His friend Piggy came strolling over to him. Taking off his peaked cap the lieutenant scratched his head. ‘Are you still in love with Beryl?’
Darymple smiled self-consciously. He knew he was making a fool of himself by such evident pleasure in returning to his own people, but he could not subdue it. He slapped the armour. ‘She’s a lucky old bitch.’
‘It’s true. Beryl always seems to pull through. By-the-by, did I tell you that Wally came through the other day?’
‘Wallingford?’ Darymple felt a sudden jar.
‘He said he’d seen you. Lieutenant commander and a DSO and all! How the devil does a chap get into one of those independent mobs? Mind you, Wally was always a lucky swine at school, wasn’t he?’
‘I suppose he was,’ said Darymple cautiously. He was expecting to see Wallingford today, but he wasn’t looking forward to it. When one day Wallingford was caught – as surely he would be – then Darymple would want to be completely disassociated from him. ‘I’ve seen him once or twice. He wasn’t in my house.’
‘No, not in your house, but you were on the school eleven with him. You went around together, didn’t you?’
‘Sometimes. I forget. It’s a long time ago.’
‘A long time is right. I think I’m going to end the war still a bloody lieutenant. Do you know how long I’ve been out here now?’
‘It’s probably just
the paperwork,’ said Darymple. ‘Your promotions will all come thudding through together, and you’ll be jumped to general or something.’
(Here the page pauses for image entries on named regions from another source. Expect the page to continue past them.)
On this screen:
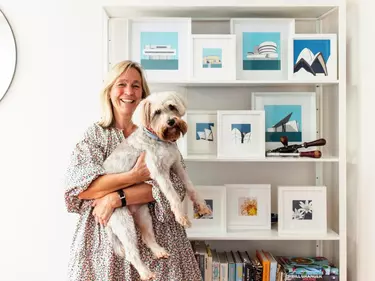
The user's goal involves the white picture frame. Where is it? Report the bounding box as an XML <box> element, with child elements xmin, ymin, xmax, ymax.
<box><xmin>128</xmin><ymin>18</ymin><xmax>191</xmax><ymax>83</ymax></box>
<box><xmin>230</xmin><ymin>18</ymin><xmax>295</xmax><ymax>81</ymax></box>
<box><xmin>278</xmin><ymin>186</ymin><xmax>327</xmax><ymax>235</ymax></box>
<box><xmin>217</xmin><ymin>110</ymin><xmax>265</xmax><ymax>159</ymax></box>
<box><xmin>184</xmin><ymin>185</ymin><xmax>226</xmax><ymax>234</ymax></box>
<box><xmin>288</xmin><ymin>34</ymin><xmax>338</xmax><ymax>81</ymax></box>
<box><xmin>225</xmin><ymin>184</ymin><xmax>271</xmax><ymax>231</ymax></box>
<box><xmin>251</xmin><ymin>92</ymin><xmax>317</xmax><ymax>150</ymax></box>
<box><xmin>190</xmin><ymin>34</ymin><xmax>236</xmax><ymax>81</ymax></box>
<box><xmin>181</xmin><ymin>110</ymin><xmax>218</xmax><ymax>157</ymax></box>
‘Can I have that in writing?’
‘What’s that?’ said Darymple. He pointed to the west. In the distance a wall of fine brown dust was moving slowly towards them. It looked solid, and only his common sense told him that it couldn’t be. The wall must have been three or four miles across and reached high, perhaps five hundred feet, into the air. ‘It’s not the khamsin?’ said Darymple, who knew it wasn’t like any dust storm he’d ever seen before.
Piggy followed his stare. ‘No, it’s the Hun. He’s been stirring up dust almost every day for the past week. He kicks up that dust wall when he moves his tanks and vehicles. He must be concentrating a hell of a lot of armour down to the south of us.’
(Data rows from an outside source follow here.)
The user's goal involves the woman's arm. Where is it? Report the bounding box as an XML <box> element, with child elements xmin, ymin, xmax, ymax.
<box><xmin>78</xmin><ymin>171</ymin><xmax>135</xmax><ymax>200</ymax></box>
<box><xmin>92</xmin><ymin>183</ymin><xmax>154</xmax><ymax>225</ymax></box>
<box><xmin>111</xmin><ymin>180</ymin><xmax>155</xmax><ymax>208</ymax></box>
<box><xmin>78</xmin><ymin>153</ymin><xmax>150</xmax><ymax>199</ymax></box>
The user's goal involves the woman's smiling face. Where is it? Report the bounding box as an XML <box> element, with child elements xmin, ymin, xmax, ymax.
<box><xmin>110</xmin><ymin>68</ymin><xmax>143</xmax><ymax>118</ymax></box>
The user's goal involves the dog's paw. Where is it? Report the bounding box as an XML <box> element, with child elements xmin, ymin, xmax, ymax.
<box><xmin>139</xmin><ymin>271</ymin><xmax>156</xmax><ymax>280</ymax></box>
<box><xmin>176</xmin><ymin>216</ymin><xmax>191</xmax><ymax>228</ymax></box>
‘Well, it won’t be long then,’ said Darymple.
‘No, it won’t be long,’ said Piggy.
As if to confirm these words Darymple heard the drone of engines and looked up to see a lone plane flying a steady straight line across their front.
‘That’s Hermann, photographing our postions. He must have enough photos by now; he comes over almost every day.’
‘Maybe it’s part of a plan to keep us twitchy,’ said Darymple.
‘Then he does it well,’ said Piggy. ‘It gives me the jitters to think the Hun can plot the position of every tank, car, truck, and dump we’ve got here.’
‘It’s the coastal railway they are interested in,’ said Darymple. ‘Our chaps are pushing the railway out as far as Tobruk.’
‘You fellows in Cairo are the only ones who know what is going on,’ said Piggy without resentment. ‘We never get to know anything out here at the sharp end.’
‘And there is a water pipeline too. They say the Corps area will have as much water as it can use.’
‘I’ll start washing again on a regular basis,’ said Piggy. ‘I just dry polish, the way the water ration is right now.’